A U.N. spokesman in Geneva, Ahmad Fawzi, said de Mistura was “heavily engaged” in discussions on the process, which would be based on the Geneva communiqué, the June 2012 document that set out a path to peace and political transition but left unresolved the future role of Syrian President Bashar al-Assad.
U.N.-led peace talks collapsed a year ago, but Reuters reported on Monday that de Mistura was proposing to hold fresh consultations, having been instructed to revive the political track by U.N. Secretary-General Ban Ki-moon.
No invitations to the talks, which will be held in Geneva, have yet been sent out, Fawzi said.
A U.N. source in Geneva said Iran would be among those invited, but a senior Western diplomat in New York said on condition of anonymity the question of Tehran’s participation remained unresolved, despite the U.N.’s clear desire to include the Iranians.

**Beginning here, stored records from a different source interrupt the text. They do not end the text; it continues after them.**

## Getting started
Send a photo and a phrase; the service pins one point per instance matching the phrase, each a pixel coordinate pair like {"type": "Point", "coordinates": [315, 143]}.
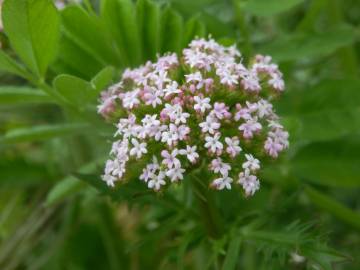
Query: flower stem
{"type": "Point", "coordinates": [211, 217]}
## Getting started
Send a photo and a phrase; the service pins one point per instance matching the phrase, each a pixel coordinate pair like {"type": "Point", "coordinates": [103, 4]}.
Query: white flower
{"type": "Point", "coordinates": [194, 77]}
{"type": "Point", "coordinates": [180, 117]}
{"type": "Point", "coordinates": [233, 147]}
{"type": "Point", "coordinates": [172, 89]}
{"type": "Point", "coordinates": [139, 148]}
{"type": "Point", "coordinates": [222, 182]}
{"type": "Point", "coordinates": [153, 97]}
{"type": "Point", "coordinates": [250, 127]}
{"type": "Point", "coordinates": [170, 159]}
{"type": "Point", "coordinates": [190, 153]}
{"type": "Point", "coordinates": [210, 125]}
{"type": "Point", "coordinates": [213, 143]}
{"type": "Point", "coordinates": [129, 99]}
{"type": "Point", "coordinates": [252, 163]}
{"type": "Point", "coordinates": [182, 132]}
{"type": "Point", "coordinates": [218, 166]}
{"type": "Point", "coordinates": [156, 181]}
{"type": "Point", "coordinates": [109, 179]}
{"type": "Point", "coordinates": [201, 104]}
{"type": "Point", "coordinates": [249, 182]}
{"type": "Point", "coordinates": [175, 173]}
{"type": "Point", "coordinates": [170, 136]}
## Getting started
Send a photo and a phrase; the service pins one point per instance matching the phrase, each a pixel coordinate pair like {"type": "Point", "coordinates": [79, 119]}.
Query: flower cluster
{"type": "Point", "coordinates": [205, 108]}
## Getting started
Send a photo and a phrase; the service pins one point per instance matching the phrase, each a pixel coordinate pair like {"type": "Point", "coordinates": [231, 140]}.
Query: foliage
{"type": "Point", "coordinates": [55, 213]}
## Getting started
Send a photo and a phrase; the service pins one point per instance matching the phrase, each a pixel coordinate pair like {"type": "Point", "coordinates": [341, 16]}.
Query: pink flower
{"type": "Point", "coordinates": [218, 166]}
{"type": "Point", "coordinates": [250, 127]}
{"type": "Point", "coordinates": [233, 148]}
{"type": "Point", "coordinates": [221, 111]}
{"type": "Point", "coordinates": [170, 159]}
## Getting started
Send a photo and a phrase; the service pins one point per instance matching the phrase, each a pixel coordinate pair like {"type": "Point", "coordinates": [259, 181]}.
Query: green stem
{"type": "Point", "coordinates": [243, 27]}
{"type": "Point", "coordinates": [211, 217]}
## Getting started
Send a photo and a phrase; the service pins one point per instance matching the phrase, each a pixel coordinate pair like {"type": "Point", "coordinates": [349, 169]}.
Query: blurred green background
{"type": "Point", "coordinates": [56, 214]}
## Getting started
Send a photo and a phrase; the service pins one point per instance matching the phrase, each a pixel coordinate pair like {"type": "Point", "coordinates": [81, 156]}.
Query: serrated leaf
{"type": "Point", "coordinates": [13, 95]}
{"type": "Point", "coordinates": [120, 19]}
{"type": "Point", "coordinates": [7, 64]}
{"type": "Point", "coordinates": [172, 31]}
{"type": "Point", "coordinates": [334, 207]}
{"type": "Point", "coordinates": [76, 61]}
{"type": "Point", "coordinates": [33, 29]}
{"type": "Point", "coordinates": [148, 20]}
{"type": "Point", "coordinates": [327, 95]}
{"type": "Point", "coordinates": [269, 7]}
{"type": "Point", "coordinates": [77, 91]}
{"type": "Point", "coordinates": [232, 254]}
{"type": "Point", "coordinates": [102, 79]}
{"type": "Point", "coordinates": [69, 185]}
{"type": "Point", "coordinates": [44, 132]}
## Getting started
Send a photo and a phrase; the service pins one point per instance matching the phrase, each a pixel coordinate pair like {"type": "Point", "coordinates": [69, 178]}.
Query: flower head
{"type": "Point", "coordinates": [216, 115]}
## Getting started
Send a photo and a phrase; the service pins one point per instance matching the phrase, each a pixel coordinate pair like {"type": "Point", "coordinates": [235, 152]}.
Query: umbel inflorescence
{"type": "Point", "coordinates": [204, 108]}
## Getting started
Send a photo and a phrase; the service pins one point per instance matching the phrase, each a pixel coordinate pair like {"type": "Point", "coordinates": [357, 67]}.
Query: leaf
{"type": "Point", "coordinates": [63, 189]}
{"type": "Point", "coordinates": [16, 172]}
{"type": "Point", "coordinates": [43, 132]}
{"type": "Point", "coordinates": [326, 111]}
{"type": "Point", "coordinates": [33, 30]}
{"type": "Point", "coordinates": [332, 163]}
{"type": "Point", "coordinates": [172, 31]}
{"type": "Point", "coordinates": [329, 94]}
{"type": "Point", "coordinates": [102, 79]}
{"type": "Point", "coordinates": [148, 18]}
{"type": "Point", "coordinates": [13, 95]}
{"type": "Point", "coordinates": [310, 45]}
{"type": "Point", "coordinates": [193, 28]}
{"type": "Point", "coordinates": [326, 125]}
{"type": "Point", "coordinates": [76, 61]}
{"type": "Point", "coordinates": [334, 207]}
{"type": "Point", "coordinates": [269, 7]}
{"type": "Point", "coordinates": [120, 19]}
{"type": "Point", "coordinates": [7, 64]}
{"type": "Point", "coordinates": [232, 254]}
{"type": "Point", "coordinates": [70, 184]}
{"type": "Point", "coordinates": [75, 90]}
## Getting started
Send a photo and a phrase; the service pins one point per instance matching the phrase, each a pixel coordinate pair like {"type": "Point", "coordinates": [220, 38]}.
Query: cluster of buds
{"type": "Point", "coordinates": [202, 109]}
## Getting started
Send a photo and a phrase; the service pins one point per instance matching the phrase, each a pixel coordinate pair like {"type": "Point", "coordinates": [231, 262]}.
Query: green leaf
{"type": "Point", "coordinates": [70, 185]}
{"type": "Point", "coordinates": [326, 125]}
{"type": "Point", "coordinates": [120, 19]}
{"type": "Point", "coordinates": [232, 254]}
{"type": "Point", "coordinates": [76, 61]}
{"type": "Point", "coordinates": [77, 91]}
{"type": "Point", "coordinates": [193, 28]}
{"type": "Point", "coordinates": [172, 31]}
{"type": "Point", "coordinates": [63, 189]}
{"type": "Point", "coordinates": [33, 30]}
{"type": "Point", "coordinates": [148, 18]}
{"type": "Point", "coordinates": [324, 112]}
{"type": "Point", "coordinates": [327, 95]}
{"type": "Point", "coordinates": [88, 33]}
{"type": "Point", "coordinates": [332, 163]}
{"type": "Point", "coordinates": [334, 207]}
{"type": "Point", "coordinates": [309, 45]}
{"type": "Point", "coordinates": [7, 64]}
{"type": "Point", "coordinates": [11, 95]}
{"type": "Point", "coordinates": [43, 132]}
{"type": "Point", "coordinates": [102, 79]}
{"type": "Point", "coordinates": [269, 7]}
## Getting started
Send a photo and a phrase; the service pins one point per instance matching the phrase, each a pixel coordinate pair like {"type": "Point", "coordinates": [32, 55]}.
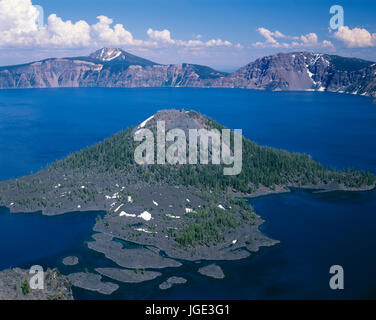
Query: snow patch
{"type": "Point", "coordinates": [171, 216]}
{"type": "Point", "coordinates": [123, 213]}
{"type": "Point", "coordinates": [143, 230]}
{"type": "Point", "coordinates": [145, 215]}
{"type": "Point", "coordinates": [117, 209]}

Western diplomats in New York said it was hard to be optimistic about the renewed push for Syria peace talks.
Iran’s proposed involvement has been contentious in previous rounds of Syria talks, although many countries see it as an indispensable part of any political deal, since Iran is a major ally of Assad.
In January 2014 Ban Ki-moon invited Iran to attend Syria peace negotiations in Montreux, Switzerland, and then withdrew the invitation, citing Tehran’s lack of support for the Geneva communiqué.
Asked about Iran’s possible participation, Dujarric said: “It is important that all those who have an influence on the current conflict be included in discussions.”
In 2012, the United States objected to Iran’s participation in the ministerial conference that produced the Geneva communiqué. Iran never signed the document and has long actively supported Assad’s campaign against rebel forces in Syria.
The United States and Iran have narrowed their differences with a draft agreement on Iran’s nuclear programme this month, which some diplomats think could ease tensions and help with any future round of Syria talks.